The filter validates the length of a string measured in Unicode code points derived from UTF-8 input.
Example:
<?php filter_var("hello😀", FILTER_VALIDATE_STRLEN, [ "options" => [ "min_len" => 6, "max_len" => 6, ], ]);
In this example, validation succeeds because the input length is exactly 6 Unicode code points, so the original string is returned.
FILTER_VALIDATE_STRLEN accepts min_len and max_len as length bounds. At least one of these options must be specified. If both are specified, min_len must be less than or equal to max_len.
On success, the filter returns the original string. On failure, it returns false, or null if FILTER_NULL_ON_FAILURE is used.

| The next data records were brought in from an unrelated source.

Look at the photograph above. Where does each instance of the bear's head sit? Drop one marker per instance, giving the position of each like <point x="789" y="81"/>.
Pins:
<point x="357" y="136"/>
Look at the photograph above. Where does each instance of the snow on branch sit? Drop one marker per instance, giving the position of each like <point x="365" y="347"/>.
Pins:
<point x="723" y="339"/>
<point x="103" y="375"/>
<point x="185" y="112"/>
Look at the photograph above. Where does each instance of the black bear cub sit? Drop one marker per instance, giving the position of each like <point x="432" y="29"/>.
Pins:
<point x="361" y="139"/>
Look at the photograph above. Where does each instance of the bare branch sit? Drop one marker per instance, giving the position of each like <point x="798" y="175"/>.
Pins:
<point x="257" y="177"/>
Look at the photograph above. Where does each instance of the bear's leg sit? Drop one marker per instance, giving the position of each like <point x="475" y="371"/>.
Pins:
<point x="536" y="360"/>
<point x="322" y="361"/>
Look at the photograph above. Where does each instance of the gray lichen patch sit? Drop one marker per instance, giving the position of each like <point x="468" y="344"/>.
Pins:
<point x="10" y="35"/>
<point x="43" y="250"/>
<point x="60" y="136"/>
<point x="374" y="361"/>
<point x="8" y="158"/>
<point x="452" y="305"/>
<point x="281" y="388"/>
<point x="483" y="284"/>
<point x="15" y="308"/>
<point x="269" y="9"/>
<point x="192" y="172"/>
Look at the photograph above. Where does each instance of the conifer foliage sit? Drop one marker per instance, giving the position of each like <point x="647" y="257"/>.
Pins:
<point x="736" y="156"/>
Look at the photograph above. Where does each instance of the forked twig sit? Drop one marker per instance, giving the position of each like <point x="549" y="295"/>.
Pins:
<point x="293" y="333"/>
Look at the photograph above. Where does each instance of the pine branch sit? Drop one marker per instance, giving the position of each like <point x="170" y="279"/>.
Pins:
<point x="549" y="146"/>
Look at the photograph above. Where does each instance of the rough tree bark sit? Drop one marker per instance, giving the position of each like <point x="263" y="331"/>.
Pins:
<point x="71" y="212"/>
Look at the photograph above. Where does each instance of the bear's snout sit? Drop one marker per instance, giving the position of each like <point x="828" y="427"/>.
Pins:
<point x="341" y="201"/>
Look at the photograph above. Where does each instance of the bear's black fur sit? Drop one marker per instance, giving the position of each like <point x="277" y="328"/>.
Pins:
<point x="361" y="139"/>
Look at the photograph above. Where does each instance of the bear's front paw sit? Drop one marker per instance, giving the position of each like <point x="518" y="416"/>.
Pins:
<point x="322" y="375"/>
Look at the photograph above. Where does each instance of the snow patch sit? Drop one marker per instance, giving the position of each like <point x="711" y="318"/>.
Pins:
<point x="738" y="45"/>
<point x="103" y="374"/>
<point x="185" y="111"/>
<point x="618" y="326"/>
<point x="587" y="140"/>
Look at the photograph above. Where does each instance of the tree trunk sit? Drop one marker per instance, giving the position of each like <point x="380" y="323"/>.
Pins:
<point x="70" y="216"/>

This filter performs length validation only. It does not validate whether the input is well-formed UTF-8.
None. This RFC adds a new validation filter and does not change the behavior of existing filters.
Next PHP 8.x (PHP 8.6).
Validation baseline consistency.
Length validation is a common rule, but it is currently expressed through fragmented extension-specific or userland approaches. Placing it in the filter API provides a shared validation baseline for this class of check.
UTF-8 keeps the feature narrowly scoped and semantically clear.

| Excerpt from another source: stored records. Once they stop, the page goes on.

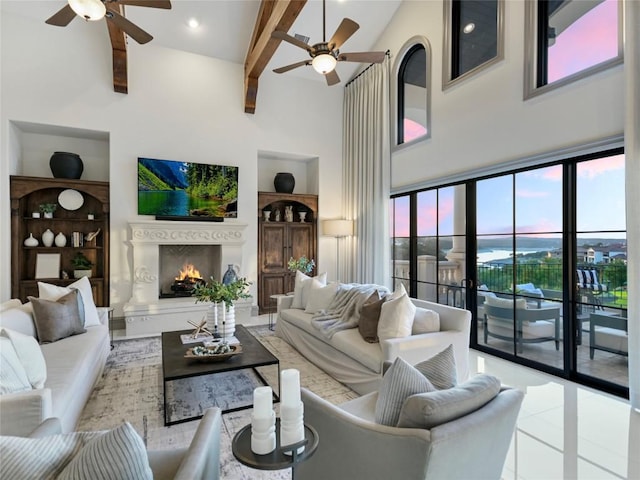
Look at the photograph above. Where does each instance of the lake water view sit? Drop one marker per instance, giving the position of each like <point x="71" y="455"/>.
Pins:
<point x="487" y="256"/>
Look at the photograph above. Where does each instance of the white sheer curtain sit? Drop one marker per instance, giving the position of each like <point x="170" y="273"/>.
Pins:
<point x="366" y="177"/>
<point x="632" y="172"/>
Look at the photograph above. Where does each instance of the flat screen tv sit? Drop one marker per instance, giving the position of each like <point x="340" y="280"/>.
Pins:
<point x="185" y="190"/>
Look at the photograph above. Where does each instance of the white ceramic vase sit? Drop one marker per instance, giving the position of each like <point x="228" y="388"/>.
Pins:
<point x="226" y="320"/>
<point x="47" y="238"/>
<point x="31" y="241"/>
<point x="60" y="240"/>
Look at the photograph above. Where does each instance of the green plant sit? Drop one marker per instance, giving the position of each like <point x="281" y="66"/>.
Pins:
<point x="303" y="264"/>
<point x="48" y="207"/>
<point x="215" y="291"/>
<point x="80" y="262"/>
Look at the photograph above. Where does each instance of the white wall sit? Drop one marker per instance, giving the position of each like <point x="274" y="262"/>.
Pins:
<point x="180" y="106"/>
<point x="484" y="121"/>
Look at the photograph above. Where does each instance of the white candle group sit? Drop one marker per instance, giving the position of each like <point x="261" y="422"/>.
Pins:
<point x="262" y="402"/>
<point x="290" y="387"/>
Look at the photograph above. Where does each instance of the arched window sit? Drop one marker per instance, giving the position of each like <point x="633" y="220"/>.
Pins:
<point x="412" y="101"/>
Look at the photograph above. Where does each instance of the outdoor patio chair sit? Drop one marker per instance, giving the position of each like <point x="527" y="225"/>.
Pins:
<point x="589" y="286"/>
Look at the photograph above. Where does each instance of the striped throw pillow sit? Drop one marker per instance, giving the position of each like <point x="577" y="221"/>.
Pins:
<point x="440" y="369"/>
<point x="119" y="453"/>
<point x="41" y="458"/>
<point x="399" y="382"/>
<point x="13" y="376"/>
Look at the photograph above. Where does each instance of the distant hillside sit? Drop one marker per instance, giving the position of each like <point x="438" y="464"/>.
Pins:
<point x="161" y="175"/>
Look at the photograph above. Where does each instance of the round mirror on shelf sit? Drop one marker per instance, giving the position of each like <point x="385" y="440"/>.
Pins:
<point x="70" y="199"/>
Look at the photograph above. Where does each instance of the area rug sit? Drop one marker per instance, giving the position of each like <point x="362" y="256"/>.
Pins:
<point x="131" y="390"/>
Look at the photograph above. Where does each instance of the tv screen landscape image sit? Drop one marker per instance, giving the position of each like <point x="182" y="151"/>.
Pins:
<point x="169" y="188"/>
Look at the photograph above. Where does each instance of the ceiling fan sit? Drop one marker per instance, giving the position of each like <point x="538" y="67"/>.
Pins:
<point x="97" y="9"/>
<point x="325" y="55"/>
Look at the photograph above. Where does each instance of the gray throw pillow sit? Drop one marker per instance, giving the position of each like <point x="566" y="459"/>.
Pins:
<point x="369" y="316"/>
<point x="428" y="410"/>
<point x="400" y="382"/>
<point x="57" y="319"/>
<point x="440" y="369"/>
<point x="119" y="453"/>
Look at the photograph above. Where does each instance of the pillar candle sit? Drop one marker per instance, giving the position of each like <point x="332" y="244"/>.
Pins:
<point x="262" y="402"/>
<point x="290" y="387"/>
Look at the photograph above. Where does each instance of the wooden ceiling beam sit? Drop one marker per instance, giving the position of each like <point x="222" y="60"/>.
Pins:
<point x="119" y="49"/>
<point x="273" y="15"/>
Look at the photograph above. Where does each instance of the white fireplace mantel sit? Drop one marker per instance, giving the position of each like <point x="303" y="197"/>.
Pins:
<point x="146" y="239"/>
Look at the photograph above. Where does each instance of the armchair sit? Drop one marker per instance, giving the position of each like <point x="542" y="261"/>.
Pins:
<point x="352" y="445"/>
<point x="200" y="461"/>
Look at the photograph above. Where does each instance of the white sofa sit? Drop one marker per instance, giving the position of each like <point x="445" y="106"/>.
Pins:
<point x="351" y="360"/>
<point x="74" y="365"/>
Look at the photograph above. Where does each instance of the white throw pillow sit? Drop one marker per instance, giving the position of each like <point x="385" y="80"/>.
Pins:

A code-point-based validator needs a defined encoding context. Multi-encoding support would raise additional questions about API shape and behavior, which are outside the scope of this RFC.

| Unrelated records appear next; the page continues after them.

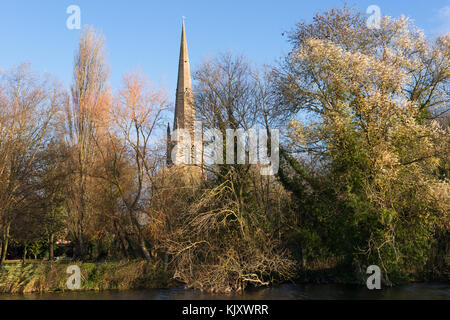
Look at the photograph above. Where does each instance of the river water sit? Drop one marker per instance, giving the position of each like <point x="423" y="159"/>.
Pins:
<point x="427" y="291"/>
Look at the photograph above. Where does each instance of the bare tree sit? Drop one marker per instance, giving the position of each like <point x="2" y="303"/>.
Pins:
<point x="89" y="92"/>
<point x="27" y="105"/>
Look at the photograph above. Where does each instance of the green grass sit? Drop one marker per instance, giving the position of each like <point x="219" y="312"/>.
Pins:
<point x="16" y="277"/>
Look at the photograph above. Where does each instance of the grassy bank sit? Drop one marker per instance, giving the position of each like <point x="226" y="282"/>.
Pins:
<point x="51" y="276"/>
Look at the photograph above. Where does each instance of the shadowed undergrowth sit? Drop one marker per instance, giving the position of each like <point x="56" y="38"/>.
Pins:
<point x="52" y="277"/>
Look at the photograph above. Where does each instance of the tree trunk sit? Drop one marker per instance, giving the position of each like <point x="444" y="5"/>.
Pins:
<point x="25" y="249"/>
<point x="5" y="244"/>
<point x="51" y="247"/>
<point x="144" y="247"/>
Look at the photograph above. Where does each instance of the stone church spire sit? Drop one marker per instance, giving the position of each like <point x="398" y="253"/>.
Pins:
<point x="184" y="103"/>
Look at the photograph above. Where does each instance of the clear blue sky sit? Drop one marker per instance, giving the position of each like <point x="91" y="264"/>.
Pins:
<point x="145" y="35"/>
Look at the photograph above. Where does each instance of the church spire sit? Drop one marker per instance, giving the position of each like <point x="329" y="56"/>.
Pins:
<point x="184" y="103"/>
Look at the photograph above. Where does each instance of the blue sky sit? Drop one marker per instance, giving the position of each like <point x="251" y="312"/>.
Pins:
<point x="145" y="35"/>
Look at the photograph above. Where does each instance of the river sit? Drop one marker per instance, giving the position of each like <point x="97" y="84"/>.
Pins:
<point x="427" y="291"/>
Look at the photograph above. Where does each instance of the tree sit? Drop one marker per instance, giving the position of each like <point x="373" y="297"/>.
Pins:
<point x="133" y="120"/>
<point x="89" y="95"/>
<point x="371" y="146"/>
<point x="28" y="104"/>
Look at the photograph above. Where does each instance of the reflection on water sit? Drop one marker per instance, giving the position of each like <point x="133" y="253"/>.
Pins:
<point x="428" y="291"/>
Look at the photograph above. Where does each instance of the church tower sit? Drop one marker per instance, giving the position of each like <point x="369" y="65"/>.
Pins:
<point x="184" y="103"/>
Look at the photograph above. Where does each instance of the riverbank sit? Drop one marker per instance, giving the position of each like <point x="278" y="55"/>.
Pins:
<point x="41" y="277"/>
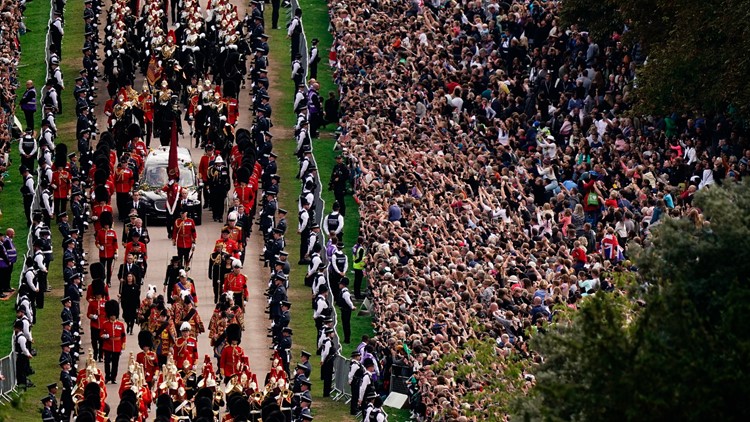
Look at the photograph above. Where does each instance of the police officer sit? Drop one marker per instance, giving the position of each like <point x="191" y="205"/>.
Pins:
<point x="346" y="305"/>
<point x="338" y="183"/>
<point x="218" y="185"/>
<point x="338" y="268"/>
<point x="27" y="190"/>
<point x="327" y="357"/>
<point x="284" y="347"/>
<point x="356" y="373"/>
<point x="333" y="223"/>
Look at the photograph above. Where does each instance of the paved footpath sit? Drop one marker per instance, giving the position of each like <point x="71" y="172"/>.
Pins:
<point x="160" y="250"/>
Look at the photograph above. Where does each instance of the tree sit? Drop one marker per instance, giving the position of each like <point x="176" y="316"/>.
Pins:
<point x="683" y="355"/>
<point x="696" y="50"/>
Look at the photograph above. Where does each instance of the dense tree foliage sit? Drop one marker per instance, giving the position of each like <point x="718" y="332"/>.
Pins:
<point x="697" y="50"/>
<point x="679" y="353"/>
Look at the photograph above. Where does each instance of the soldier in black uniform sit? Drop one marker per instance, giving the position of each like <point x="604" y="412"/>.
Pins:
<point x="218" y="186"/>
<point x="356" y="372"/>
<point x="274" y="245"/>
<point x="268" y="213"/>
<point x="282" y="320"/>
<point x="284" y="347"/>
<point x="338" y="183"/>
<point x="68" y="383"/>
<point x="47" y="414"/>
<point x="172" y="276"/>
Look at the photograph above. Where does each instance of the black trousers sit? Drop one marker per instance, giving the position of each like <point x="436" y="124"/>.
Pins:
<point x="326" y="372"/>
<point x="184" y="254"/>
<point x="313" y="69"/>
<point x="346" y="316"/>
<point x="42" y="280"/>
<point x="353" y="404"/>
<point x="276" y="4"/>
<point x="27" y="199"/>
<point x="96" y="343"/>
<point x="23" y="369"/>
<point x="111" y="364"/>
<point x="171" y="218"/>
<point x="107" y="262"/>
<point x="340" y="195"/>
<point x="29" y="118"/>
<point x="60" y="204"/>
<point x="358" y="277"/>
<point x="5" y="274"/>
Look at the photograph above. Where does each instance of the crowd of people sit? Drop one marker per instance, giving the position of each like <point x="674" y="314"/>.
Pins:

Predictable validation semantics.
Code-point length provides a stable and deterministic measure suitable for validation. Grapheme-cluster-based validation raises additional boundary and API design questions, so this RFC keeps the scope limited to code-point length.
min_len and max_len make the option semantics specific to string length.
min_range and max_range are associated with numeric validation in filter. Using length-specific names keeps the constraint explicit and avoids reusing numeric range terminology for a different validation model.
Allowing max_len = 0 keeps the boundary rules complete and consistent.
A zero upper bound has a clear meaning: only the empty string can satisfy it. Disallowing it would add a special case without improving the model.
Ambiguous failure semantics.
The filter API returns a single validation result, which cannot distinguish between length failure and encoding failure. Keeping this filter limited to length validation avoids combining two different validation concerns into one result.
Separate design question.
This RFC does not address UTF-8 validity. Whether encoding validation should be introduced, and how it should be exposed, remains a separate design question.